I just watched that video clip again and want to assure anyone interested in this film that the DVD looks a LOT better than what you get thru YouTube! The film has a lot of blotches and scratches, but the underlying image quality and contrasts are much clearer than this brief sample might lead you to think.
I think that Takamine’s role should not necessarily be overshadowed by, as you state, “any number of child actors could have pulled off what was asked of her”. Back then, children typically played very morose roles, clinging to their suffering mothers as a trope that dates back to kabuki. That Takamine was a vibrant, active child a la Shirley Temple, The Little Rascals, etc. was something new for Japan and one of the things that set her apart from other child actors at the time.
I appreciate you putting in a good word for Hideko!

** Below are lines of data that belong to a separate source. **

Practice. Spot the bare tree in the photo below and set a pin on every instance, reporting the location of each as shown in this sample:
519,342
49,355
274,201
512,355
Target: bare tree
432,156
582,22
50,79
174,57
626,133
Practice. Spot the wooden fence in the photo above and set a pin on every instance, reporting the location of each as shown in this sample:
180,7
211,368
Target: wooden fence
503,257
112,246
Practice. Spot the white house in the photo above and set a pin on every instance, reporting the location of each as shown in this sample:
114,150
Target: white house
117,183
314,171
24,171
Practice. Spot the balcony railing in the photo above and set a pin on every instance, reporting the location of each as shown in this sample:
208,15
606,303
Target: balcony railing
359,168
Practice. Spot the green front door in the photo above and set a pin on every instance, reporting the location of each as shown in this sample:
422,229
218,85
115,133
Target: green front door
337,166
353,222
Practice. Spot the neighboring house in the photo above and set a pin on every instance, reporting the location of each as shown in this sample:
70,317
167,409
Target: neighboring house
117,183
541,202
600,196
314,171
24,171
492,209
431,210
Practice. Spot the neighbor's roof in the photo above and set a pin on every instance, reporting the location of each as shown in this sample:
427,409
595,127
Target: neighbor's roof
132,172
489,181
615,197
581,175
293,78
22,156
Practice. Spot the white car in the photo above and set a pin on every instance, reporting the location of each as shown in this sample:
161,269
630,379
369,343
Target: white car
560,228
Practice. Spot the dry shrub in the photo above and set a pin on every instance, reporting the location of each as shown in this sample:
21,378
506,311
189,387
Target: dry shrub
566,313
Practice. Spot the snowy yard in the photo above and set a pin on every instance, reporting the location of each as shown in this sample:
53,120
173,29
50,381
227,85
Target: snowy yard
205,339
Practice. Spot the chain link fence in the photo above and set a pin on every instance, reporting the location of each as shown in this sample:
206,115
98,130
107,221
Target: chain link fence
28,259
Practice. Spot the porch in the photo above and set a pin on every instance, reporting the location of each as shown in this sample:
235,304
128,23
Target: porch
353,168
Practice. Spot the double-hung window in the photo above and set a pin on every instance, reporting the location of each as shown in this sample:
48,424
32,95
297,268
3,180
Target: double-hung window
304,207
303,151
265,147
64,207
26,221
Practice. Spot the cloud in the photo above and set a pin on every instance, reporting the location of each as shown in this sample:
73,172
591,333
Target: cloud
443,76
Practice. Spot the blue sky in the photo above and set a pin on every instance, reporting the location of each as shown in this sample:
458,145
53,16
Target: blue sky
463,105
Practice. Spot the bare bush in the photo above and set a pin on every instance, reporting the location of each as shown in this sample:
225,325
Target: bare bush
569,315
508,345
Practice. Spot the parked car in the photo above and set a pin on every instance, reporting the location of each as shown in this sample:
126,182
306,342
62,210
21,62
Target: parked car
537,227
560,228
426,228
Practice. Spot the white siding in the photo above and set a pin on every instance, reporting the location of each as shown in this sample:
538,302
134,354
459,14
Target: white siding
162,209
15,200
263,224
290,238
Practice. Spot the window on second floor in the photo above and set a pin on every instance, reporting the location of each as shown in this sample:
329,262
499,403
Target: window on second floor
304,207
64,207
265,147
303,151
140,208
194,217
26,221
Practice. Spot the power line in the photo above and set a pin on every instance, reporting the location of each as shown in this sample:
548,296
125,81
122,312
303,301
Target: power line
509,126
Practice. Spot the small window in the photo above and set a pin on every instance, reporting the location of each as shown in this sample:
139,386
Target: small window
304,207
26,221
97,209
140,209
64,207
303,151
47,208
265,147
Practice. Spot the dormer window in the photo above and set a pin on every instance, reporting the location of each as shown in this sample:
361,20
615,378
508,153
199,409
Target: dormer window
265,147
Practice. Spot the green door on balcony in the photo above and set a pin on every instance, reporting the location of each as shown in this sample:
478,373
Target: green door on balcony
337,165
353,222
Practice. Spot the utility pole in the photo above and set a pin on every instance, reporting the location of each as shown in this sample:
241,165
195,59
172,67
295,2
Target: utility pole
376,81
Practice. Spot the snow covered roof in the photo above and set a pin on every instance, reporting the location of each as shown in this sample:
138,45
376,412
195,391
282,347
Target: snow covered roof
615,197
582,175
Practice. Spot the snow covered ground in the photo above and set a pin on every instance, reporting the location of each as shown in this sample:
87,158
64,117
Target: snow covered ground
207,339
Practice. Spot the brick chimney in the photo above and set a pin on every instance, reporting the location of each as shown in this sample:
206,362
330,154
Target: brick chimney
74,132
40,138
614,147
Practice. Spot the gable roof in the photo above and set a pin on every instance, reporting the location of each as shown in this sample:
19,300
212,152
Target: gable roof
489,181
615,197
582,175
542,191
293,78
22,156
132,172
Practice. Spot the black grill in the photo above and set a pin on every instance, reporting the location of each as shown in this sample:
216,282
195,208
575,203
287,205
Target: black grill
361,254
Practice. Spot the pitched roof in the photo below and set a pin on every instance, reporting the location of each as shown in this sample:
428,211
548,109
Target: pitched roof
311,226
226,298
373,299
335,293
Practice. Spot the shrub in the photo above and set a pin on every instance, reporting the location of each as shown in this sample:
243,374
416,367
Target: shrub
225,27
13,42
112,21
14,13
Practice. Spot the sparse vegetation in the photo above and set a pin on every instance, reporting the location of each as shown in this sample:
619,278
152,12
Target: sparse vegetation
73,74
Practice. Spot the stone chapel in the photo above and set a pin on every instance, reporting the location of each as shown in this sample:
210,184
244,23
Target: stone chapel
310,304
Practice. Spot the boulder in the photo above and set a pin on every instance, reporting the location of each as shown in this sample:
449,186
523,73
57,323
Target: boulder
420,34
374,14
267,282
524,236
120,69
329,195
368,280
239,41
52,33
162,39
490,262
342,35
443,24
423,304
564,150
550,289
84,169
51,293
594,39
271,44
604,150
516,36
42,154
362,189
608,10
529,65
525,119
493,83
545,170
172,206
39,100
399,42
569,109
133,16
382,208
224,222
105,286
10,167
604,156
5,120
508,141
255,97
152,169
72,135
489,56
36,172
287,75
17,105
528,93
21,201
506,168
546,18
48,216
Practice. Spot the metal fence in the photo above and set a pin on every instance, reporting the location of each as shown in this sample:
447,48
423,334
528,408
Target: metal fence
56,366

Sounds like you’re more well-versed in the conventions of Japanese film from that era so I’m definitely open to your insights. My main point I guess is that her role is fairly small in this film, though she does a fine job in it – definitely conveys a bright and energetic personality. It’s probably hard for me and other modern viewers to adequately understand what made her unique among her peers, especially as we’ve gotten so accustomed to generations of kid actors who’ve been taught the ins and outs of showbiz almost from infancy.
Yeah, that’s understandable. I would certainly see things that way, too. Takamine is my all-time favorite actresses and I’m actually writing a tribute to her which will also include a bio of sorts with her numerous contributions to film.